Benchmark indices Sensex and Nifty 50 witnessed a tug-of-war between bulls and bears on Wednesday before closing with marginal losses.
Benchmark indices Sensex and Nifty 50 witnessed a tug-of-war between bulls and bears on Wednesday before closing with marginal losses. On the closing bell, BSE Sensex settled at 58,927, down 78 points or 0.13% while the NSE Nifty 50 closed at 17,546, slipping 15 points or 0.09%. Bank Nifty slipped 0.78% giving up 37,000 mark. Zee Entertainment was among the top gainers, skyrocketing 32%. Among Sensex constituents, Tech Mahindra gained 3.7% as the top gainer while HDFC ended as the worst performer, falling 1.46%. Technical analysts believe Nifty 50 is likely to face resistance in the 17,600-17,660 range now, a break above which could propel indices to fresh highs.
Shrikant Chouhan, Head of Equity Research (Retail), Kotak Securities –
“After a robust pullback rally, benchmark Nifty witnessed a narrow range activity near the 17600 resistance level. On Wednesday, post muted opening the Nifty hovered in the range of 17525-17610 levels. It made a couple of attempts to clear the resistance of 17600 but failed to clear the hurdle due to tepid global cues and lack of follow-through buying activity. The intraday trading set up suggests 17600-17625 levels would act as a key resistance level for the day traders and below the same a quick intraday correction till 17500-17450 is not ruled out. On the flip side, 17625 could be the range breakout level for the day traders and above the same the breakout continuation formation is likely to continue up to 17665-17700-17725 levels.”
Manish Hathiramani, proprietary index trader and technical analyst, Deen Dayal Investments –
“The index failed to get past 17600 on a closing basis. Until we do not get past 17600 or break 17300, we will not see a move backed by volume and momentum. The trend is biased on the upside and hence dips or intraday corrections can be utilized to enter long positions.”
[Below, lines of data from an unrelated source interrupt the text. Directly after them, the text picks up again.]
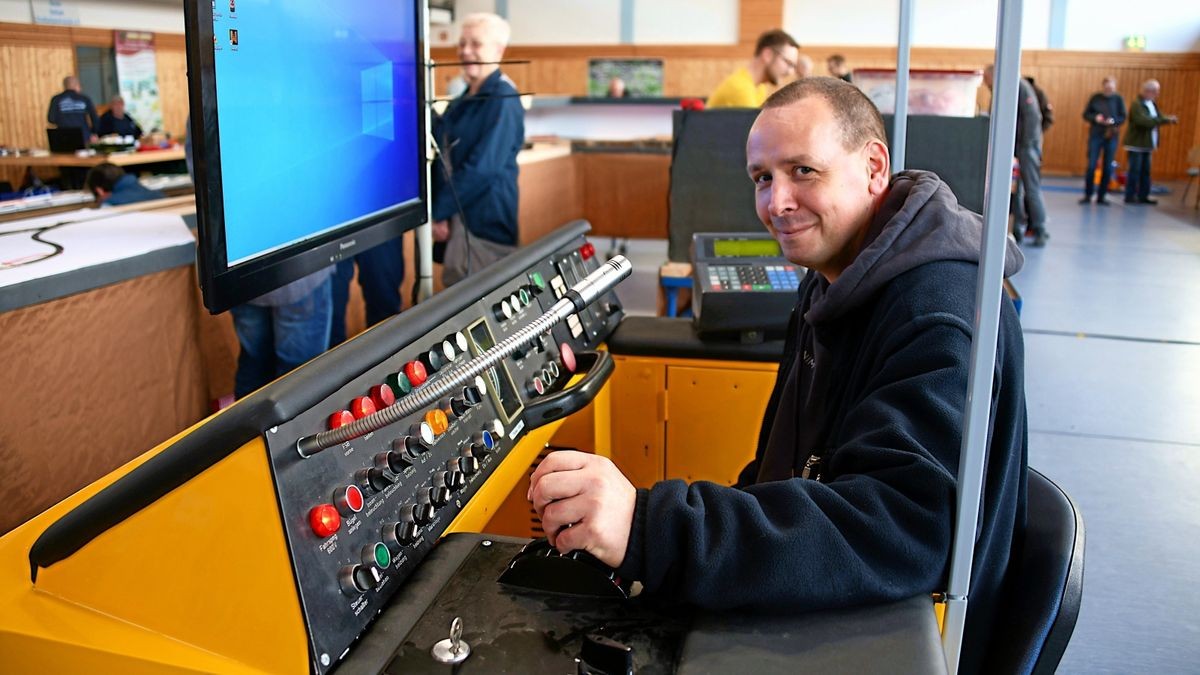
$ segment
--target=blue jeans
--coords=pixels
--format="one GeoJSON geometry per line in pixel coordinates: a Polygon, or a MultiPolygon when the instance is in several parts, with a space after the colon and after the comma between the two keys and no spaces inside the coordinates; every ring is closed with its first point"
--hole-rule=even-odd
{"type": "Polygon", "coordinates": [[[1130,150],[1129,174],[1125,177],[1125,201],[1144,201],[1150,198],[1150,153],[1130,150]]]}
{"type": "Polygon", "coordinates": [[[353,260],[337,264],[333,273],[330,346],[346,341],[346,303],[350,299],[350,279],[354,276],[355,262],[358,263],[358,285],[367,308],[368,327],[399,314],[404,307],[400,298],[400,284],[404,281],[404,240],[397,237],[359,253],[353,260]]]}
{"type": "Polygon", "coordinates": [[[238,305],[233,329],[238,353],[233,393],[242,398],[329,348],[332,283],[324,283],[297,302],[280,307],[238,305]]]}
{"type": "Polygon", "coordinates": [[[1117,137],[1088,136],[1088,163],[1083,172],[1083,194],[1089,199],[1096,193],[1097,199],[1104,199],[1108,194],[1108,182],[1112,180],[1113,158],[1117,156],[1117,137]],[[1101,158],[1101,154],[1103,157],[1101,158]],[[1096,160],[1104,162],[1100,165],[1100,187],[1096,187],[1096,160]]]}

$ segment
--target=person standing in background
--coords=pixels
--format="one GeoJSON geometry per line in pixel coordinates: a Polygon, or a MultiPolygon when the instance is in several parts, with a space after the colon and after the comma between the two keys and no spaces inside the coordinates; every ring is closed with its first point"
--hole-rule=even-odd
{"type": "Polygon", "coordinates": [[[829,71],[830,77],[836,77],[846,82],[850,81],[850,66],[846,65],[845,56],[833,54],[825,59],[825,68],[829,71]]]}
{"type": "Polygon", "coordinates": [[[1179,122],[1174,115],[1159,113],[1155,100],[1161,89],[1158,80],[1146,80],[1142,83],[1142,93],[1129,106],[1129,128],[1125,130],[1125,153],[1129,157],[1126,204],[1158,203],[1150,198],[1150,153],[1158,148],[1158,128],[1179,122]]]}
{"type": "MultiPolygon", "coordinates": [[[[709,108],[759,108],[771,94],[771,89],[795,75],[799,66],[800,43],[781,30],[769,30],[758,36],[750,63],[717,85],[706,105],[709,108]]],[[[812,70],[811,65],[809,70],[812,70]]]]}
{"type": "Polygon", "coordinates": [[[96,142],[96,105],[83,93],[79,78],[68,75],[63,78],[63,90],[50,99],[50,111],[46,121],[59,129],[85,129],[92,143],[96,142]]]}
{"type": "Polygon", "coordinates": [[[100,123],[96,125],[96,134],[99,136],[108,134],[133,136],[136,140],[142,137],[142,127],[125,113],[125,99],[121,96],[114,96],[108,102],[108,110],[100,116],[100,123]]]}
{"type": "MultiPolygon", "coordinates": [[[[195,182],[190,116],[187,129],[184,159],[195,182]]],[[[240,347],[233,376],[235,398],[249,396],[329,349],[333,268],[323,267],[230,308],[240,347]]]]}
{"type": "Polygon", "coordinates": [[[1104,198],[1108,194],[1108,182],[1112,179],[1113,159],[1117,156],[1117,138],[1121,125],[1125,123],[1125,99],[1117,93],[1117,78],[1109,75],[1100,85],[1100,91],[1092,94],[1083,119],[1088,128],[1088,162],[1083,172],[1083,199],[1087,204],[1096,193],[1096,203],[1108,206],[1104,198]],[[1100,159],[1100,186],[1096,187],[1096,160],[1100,159]]]}
{"type": "MultiPolygon", "coordinates": [[[[468,14],[458,39],[467,90],[433,121],[433,238],[445,242],[451,286],[517,247],[517,153],[525,109],[500,70],[511,29],[495,14],[468,14]]],[[[434,248],[437,259],[438,248],[434,248]]]]}
{"type": "MultiPolygon", "coordinates": [[[[994,74],[995,68],[990,64],[983,69],[983,83],[988,91],[992,91],[994,74]]],[[[1045,246],[1050,235],[1046,232],[1046,206],[1042,201],[1042,108],[1033,85],[1023,77],[1017,79],[1017,138],[1013,154],[1021,172],[1016,195],[1016,227],[1023,229],[1021,223],[1028,217],[1033,245],[1045,246]]],[[[1013,233],[1018,242],[1024,234],[1013,233]]]]}

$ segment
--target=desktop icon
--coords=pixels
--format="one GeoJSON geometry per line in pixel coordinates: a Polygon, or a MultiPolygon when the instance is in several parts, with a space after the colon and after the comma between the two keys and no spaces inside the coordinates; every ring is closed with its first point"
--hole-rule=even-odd
{"type": "Polygon", "coordinates": [[[237,29],[236,29],[236,28],[230,28],[230,29],[229,29],[229,44],[231,44],[231,45],[233,45],[234,47],[236,47],[236,46],[237,46],[237,42],[238,42],[238,37],[237,37],[237,29]]]}

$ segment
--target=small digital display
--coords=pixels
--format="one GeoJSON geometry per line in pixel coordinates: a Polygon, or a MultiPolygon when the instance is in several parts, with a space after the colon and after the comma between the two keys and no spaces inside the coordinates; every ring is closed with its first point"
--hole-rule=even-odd
{"type": "MultiPolygon", "coordinates": [[[[471,343],[475,346],[475,356],[496,346],[492,331],[483,319],[468,328],[467,332],[470,333],[471,343]]],[[[512,422],[517,413],[521,412],[522,404],[521,397],[517,396],[517,388],[513,385],[512,377],[508,374],[508,368],[502,363],[494,368],[488,368],[485,376],[488,388],[492,390],[492,398],[504,412],[504,423],[512,422]]]]}
{"type": "Polygon", "coordinates": [[[783,251],[774,239],[714,239],[713,255],[718,258],[780,258],[783,251]]]}

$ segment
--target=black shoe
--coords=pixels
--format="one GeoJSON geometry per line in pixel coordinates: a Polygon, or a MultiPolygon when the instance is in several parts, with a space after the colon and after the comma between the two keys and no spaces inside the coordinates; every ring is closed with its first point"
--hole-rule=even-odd
{"type": "Polygon", "coordinates": [[[1092,201],[1092,198],[1091,198],[1091,197],[1084,197],[1083,199],[1080,199],[1080,200],[1079,200],[1079,203],[1080,203],[1080,204],[1087,204],[1087,203],[1088,203],[1088,202],[1090,202],[1090,201],[1092,201]]]}
{"type": "Polygon", "coordinates": [[[1141,202],[1139,202],[1139,201],[1138,201],[1138,200],[1136,200],[1136,199],[1126,199],[1126,200],[1125,200],[1125,203],[1126,203],[1126,204],[1133,204],[1134,206],[1137,206],[1138,204],[1141,204],[1141,202]]]}
{"type": "Polygon", "coordinates": [[[1158,203],[1158,200],[1157,199],[1139,199],[1138,203],[1139,204],[1149,204],[1150,206],[1154,206],[1155,204],[1158,203]]]}
{"type": "Polygon", "coordinates": [[[1110,203],[1111,202],[1109,202],[1107,199],[1104,199],[1103,197],[1096,200],[1096,206],[1108,206],[1110,203]]]}
{"type": "Polygon", "coordinates": [[[1046,245],[1046,240],[1047,240],[1047,239],[1049,239],[1049,238],[1050,238],[1050,237],[1048,237],[1048,236],[1046,236],[1046,235],[1044,235],[1044,234],[1039,234],[1039,235],[1037,235],[1036,237],[1034,237],[1034,238],[1033,238],[1033,247],[1034,247],[1034,248],[1041,248],[1041,247],[1045,246],[1045,245],[1046,245]]]}

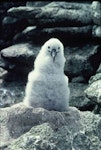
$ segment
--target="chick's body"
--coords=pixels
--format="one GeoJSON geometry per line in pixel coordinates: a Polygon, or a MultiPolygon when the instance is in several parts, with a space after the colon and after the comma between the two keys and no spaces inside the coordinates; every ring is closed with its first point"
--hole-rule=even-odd
{"type": "Polygon", "coordinates": [[[27,106],[57,111],[68,109],[70,91],[64,64],[63,44],[56,38],[48,40],[28,76],[24,99],[27,106]]]}

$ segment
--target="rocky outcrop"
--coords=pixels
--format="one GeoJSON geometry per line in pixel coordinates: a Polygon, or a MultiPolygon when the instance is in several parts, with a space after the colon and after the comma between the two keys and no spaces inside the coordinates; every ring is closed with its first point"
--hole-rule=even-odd
{"type": "Polygon", "coordinates": [[[38,47],[32,44],[15,44],[1,51],[2,63],[0,66],[16,73],[28,73],[32,70],[38,47]]]}
{"type": "Polygon", "coordinates": [[[77,83],[71,82],[69,84],[70,87],[70,106],[75,106],[79,110],[93,110],[95,107],[95,103],[90,101],[86,96],[84,91],[87,89],[88,84],[85,83],[77,83]]]}
{"type": "Polygon", "coordinates": [[[100,64],[100,53],[100,47],[94,45],[66,47],[65,71],[67,71],[70,77],[83,76],[89,79],[89,77],[96,73],[100,64]]]}
{"type": "Polygon", "coordinates": [[[86,96],[95,102],[95,112],[101,113],[101,73],[91,77],[89,87],[85,90],[86,96]]]}
{"type": "Polygon", "coordinates": [[[70,107],[67,112],[25,107],[22,103],[0,110],[1,148],[98,150],[101,118],[70,107]]]}
{"type": "Polygon", "coordinates": [[[12,107],[0,109],[0,112],[0,127],[3,127],[0,130],[2,131],[1,135],[3,134],[1,140],[4,145],[28,132],[33,126],[46,122],[49,122],[54,130],[63,125],[68,125],[69,130],[73,130],[73,132],[80,128],[80,115],[76,108],[70,108],[67,112],[60,113],[43,108],[27,108],[23,103],[19,103],[12,107]]]}

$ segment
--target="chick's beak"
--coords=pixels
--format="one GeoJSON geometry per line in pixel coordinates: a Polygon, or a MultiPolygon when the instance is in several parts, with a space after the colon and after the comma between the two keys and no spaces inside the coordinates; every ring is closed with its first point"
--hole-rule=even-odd
{"type": "Polygon", "coordinates": [[[53,61],[55,61],[56,55],[57,55],[56,49],[52,49],[52,51],[51,51],[51,56],[52,56],[52,58],[53,58],[53,61]]]}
Rohit Singre, Senior Technical Analyst at LKP Securities –
“Index showed a very narrow range for a day and closed a day at 17547 with minimal loss forming a small bearish candle on the daily chart. the index has same support zone around 17500-17430 zone any dip near said levels will be again buying opportunity with keeping immediate stop out level below 17450 zone and resistance is coming near 17600-17660 zone also one can lock their trading long gains around said levels, the overall range is still in between 17300-17800 zone & either side breakout will decide the final direction.”
Vinod Nair, Head of Research at Geojit Financial Services –
“Despite hopeful signs in the global markets, domestic main indices traded in a narrow range to give away its early gains in today’s volatile session. However, the broad market was robust barring banks, all major sectors were in demand and media, metals and realty outperformed. Realty stocks were in focus owing to an increase in property registrations in September while easing jitters over the Chinese economy bolstered metal stocks. Investors traded cautiously awaiting the outcome of the FOMC meeting that will clear the air regarding Fed’s tapering plans.”
S Hariharan, Head- Sales Trading, Emkay Global Financial Services –
“Macro factors have dominated flows this week, with ongoing newsflow about a large potential bankruptcy in China causing worries of contagion. Further, global markets are also awaiting comments from US FOMC with regard to plans for tapering monthly bond purchases. Dollar index is also poised for a potential technical breakout to multi-month highs, which might have adverse impact on flows to risk assets. As a result, Nifty has traded largely range-bound after a breakout to new highs in the first fortnight of Sep. Domestic retail sentiment remains relatively subdued on account of these macro headlines. Banknifty & Auto indices remain the major laggards, while IT & FMCG sectors further built on relative strength in the last week.”